I don't need a published study to know that the COVID challenges I witnessed in Ethiopia are happening all across the African continent, and it has to stop. Constant neglect of healthcare delivery systems and fragile infrastructure means that vulnerable populations in African countries could die during the long wait for testing, treatment or a scant vaccine.
I've recovered from COVID and am feeling much better these days. My father, however, is still fatigued and suffers from poor appetite. We were finally able to get him vaccinated when the Ministry of Health expanded eligibility to people over 55 with underlying health problems in March. As of May 5, more than 1.3 million Ethiopians have received their first shots. There are no fully vaccinated people yet. But many of my aunts and uncles in rural parts of the country do not have access to the vaccine, due to short supply and logistics. I do not know when they will be protected, and it's scary to think of what would happen if the current outbreaks in the cities expand to the rural areas.
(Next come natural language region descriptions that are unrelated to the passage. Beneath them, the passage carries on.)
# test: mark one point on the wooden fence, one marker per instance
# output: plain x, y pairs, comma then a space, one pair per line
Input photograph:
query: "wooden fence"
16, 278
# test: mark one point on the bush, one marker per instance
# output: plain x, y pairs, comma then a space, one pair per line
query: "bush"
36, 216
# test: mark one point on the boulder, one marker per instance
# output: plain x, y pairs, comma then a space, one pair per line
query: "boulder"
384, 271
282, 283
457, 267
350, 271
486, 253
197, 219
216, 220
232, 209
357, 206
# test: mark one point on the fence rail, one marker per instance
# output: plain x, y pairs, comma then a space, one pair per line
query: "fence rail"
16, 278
Meanwhile, I'll keep fighting — for myself and for the rest of the African continent who continue to wait for the Western goodwill to yield resources. I will continue speaking up and writing about vaccine inequity in my native Ethiopia and globally. I will write to local and international newspapers and academic journals, calling for government accountability.
If we are truly going to achieve the promise and the pride of the "Africa rising" narrative, African countries must develop policies that support health services and health systems research that will actually result in quality healthcare for citizens.
Maji Hailemariam is a research assistant professor at Michigan State University, College of Human Medicine, and a 2021 Aspen New Voices Fellow.